Apparently the word "frack" was used in the original series because any real expletives would not have been permitted by the FCC. In the modern series, which was broadcast on the Sci Fi Network, no such verbal manipulations were required, Sci Fi being a cable network and not subject to those FCC sanctions, but either the catchiness of the word or the desire to air reruns on broadcast tv prompted writers of the newer series to adopt the variant "frak."
Eric and I have recently been watching the series on Netflix. It's a little slow-going at times, but addictive nonetheless, with a good cast and the allure of cyborgs that look, behave, and apparently feel exactly like humans. Until a friend recommended it, the series flew under my radar—I had no idea it had reached cult-like status among some.

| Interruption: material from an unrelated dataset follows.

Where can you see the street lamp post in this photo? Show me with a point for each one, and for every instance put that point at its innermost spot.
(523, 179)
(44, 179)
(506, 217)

The other night, I ran out of Battlestar Galactica dvds, so I decided to watch an episode of 30 Rock available On Demand. At one point during the episode, Judah Friedlander's character, Frank Rossitano, bursts through the door, distraught, and yells "What the frak?," a reference I never would have gotten had I not so recently been initiated into the language of the Twelve Colonies. I did a little research on the Internet and discovered that Salma Hayek appeared on another episode of 30 Rock wearing a "What the Frak?!" tee shirt.
I realized I had already seen that Salma Hayek episode, yet the Frak reference had totally passed me by. Now that I'm a Battlestar Galactica initiate, though, I immediately understood it's use in Frank Rossitano's outburst. My experience is part of a larger phenomenon that happens to most of us—after we encounter an unusual word or phrase and learn its meaning, suddenly it's everywhere, in magazines and books, on radio and tv.
It's disconcerting to imagine how many references pass me right by in the course of a day. But at least now I'll catch the Battlestar Galactica allusions. And thanks to my husband and sons, who have watched every Three Stooges episode a hundred times, I'm pretty good at picking up those references, too. Nyuk, nyuk, nyuk!